Armin Ronacher's Thoughts and Writings

Content for Content’s Sake

written on May 04, 2026

Language is constantly evolving, particularly in some communities. Not everybody is ready for it at all times. I, for instance, cannot stand that my community is now constantly “cooking” or “cooked”, that people in it are “locked in” or “cracked.” I don’t like it, because the use of the words primarily signals membership of a group rather than one’s individuality.

But some of the changes to that language might now be coming from … machines? Or maybe not. I don’t know. I, like many others, noticed that some words keep showing up more than before, and the obvious assumption is that LLMs are at fault. What I did was take 90 days’ worth of my local coding sessions and look for medium-frequency words where their use is inflated compared to what wordfreq would assume their frequency should be. Then I looked for the more common of these words and did a Google Trends search (filtered to the US). Note that some words like “capability” are more likely going to show up in coding sessions just because of the nature of the problem, so the actual increase is much more pronounced than you would expect.

You can click through it; this is what the change over time looks like. Note that these are all words from agent output in my coding sessions that are inflated compared to historical norms:

Loading word trend chart…

Something is going on for sure. Google Trends, in theory, reflects words that people search for. In theory, maybe agents are doing some of the Googling, but it might just be humans Googling for stuff that is LLM-generated; I don’t know. This data set might be a complete fabrication, but for all the words I checked and selected, I also saw an increase on Google Trends.

So how did I select the words to check in the first place? First, I looked for the highest-frequency words. They were, as you would expect, things like “add”, “commit”, “patch”, etc. Then I had an LLM generate a word list of words that it thought were engineering-related, and I excluded them entirely from the list. Then I also removed the most common words to begin with. In the end, I ended up with the list above, plus some other ones that are internal project names. For instance, habitat and absurd, as well as some other internal code names, were heavily over-represented, and I had to remove those. As you can see, not entirely scientific. But of the resulting list of words with a high divergence compared to wordfreq, they all also showed spikes on Google Trends.

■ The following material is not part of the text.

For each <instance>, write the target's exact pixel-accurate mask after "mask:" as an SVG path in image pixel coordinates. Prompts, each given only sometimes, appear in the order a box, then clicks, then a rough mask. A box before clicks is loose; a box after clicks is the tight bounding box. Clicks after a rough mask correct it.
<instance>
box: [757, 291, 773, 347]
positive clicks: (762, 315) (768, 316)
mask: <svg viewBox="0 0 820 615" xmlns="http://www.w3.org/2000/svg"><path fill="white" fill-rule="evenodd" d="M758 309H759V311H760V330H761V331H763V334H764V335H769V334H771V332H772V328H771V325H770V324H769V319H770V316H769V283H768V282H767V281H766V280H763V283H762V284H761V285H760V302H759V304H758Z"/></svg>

There might also be explanations other than LLM generation for what is going on, but I at least found it interesting that my coding session spikes also show up as spikes on Google Trends.

The Rise of LLM Slop

The choice of words is one thing; the way in which LLMs form sentences is another. It’s not hard to spot LLM-generated text, but I’m increasingly worried that I’m starting to write like an LLM because I just read so much more LLM text. The first time I became aware of this was that I used the word “substrate” in a talk I gave earlier this year. I am not sure where I picked it up, but I really liked it for what I wanted to express and I did not want to use the word “foundation”. Since then, however, I am reading this word everywhere. This, in itself, might be a case of the Baader–Meinhof phenomenon, but you can also see from the selection above that my coding agent loves substrate more than it should, and that Google Trends shows an increase.

We have all been exposed to LLM-generated text now, but I feel like this is getting worse recently. A lot of the tweet replies I get and some of the Hacker News comments I see read like they are LLM-generated, and that includes people I know are real humans. It’s really messing with my brain because, on the one hand, I really want to tell people off for talking and writing like LLMs; on the other hand, maybe we all are increasingly actually writing and speaking like LLMs?

I was listening to a talk recording recently (which I intentionally will not link) where the speaker used the same sentence structure that is over-represented in LLM-generated text. Yes, the speaker might have used an LLM to help him generate the talk, but at the same time, the talk sounded natural. So either it was super well-rehearsed, or it was natural.

Engage and Farm

At least on Twitter, LinkedIn, and elsewhere, there is a huge desire among people to write content and be read. Shutting up is no longer an option and, as a result, people try to get reach and build their profile by engaging with anything that is popular or trending. In the same way that everybody has gazillions of Open Source projects all of a sudden, everybody has takes on everything.

My inbox is a disaster of companies sending me AI-generated nonsense and I now routinely see AI-generated blog posts (or at least ones that look like they are AI-generated) being discussed in earnest on Hacker News and elsewhere.

Genuine human discourse had already been an issue because of social media algorithms before, but now it has become incredibly toxic. As more and more people discover that they can use LLMs to optimize their following, they are entering an arms race with the algorithms and real genuine human signal is losing out quickly. There are entire companies now that just exist to automate sending LLM-generated shit and people evidently pay money for it.

Speed Should Kill

If we take into account the idea that the highest-quality content should win out, then the speed element would not matter. If a human-generated comment comes in 15 minutes after a clanker-generated one, but outperforms it by being better, then this whole LLM nonsense would show up less. But I think that LLM-generated noise actually performs really well. We see this plenty with Open Source now. Someone builds an interesting project, puts it on GitHub and within hours, there are “remixes” and “reimplementations” of that codebase. Not only that, many of those forks come with sloppy marketing websites, paid-for domains, and a whole story on socials about why this is the path to take.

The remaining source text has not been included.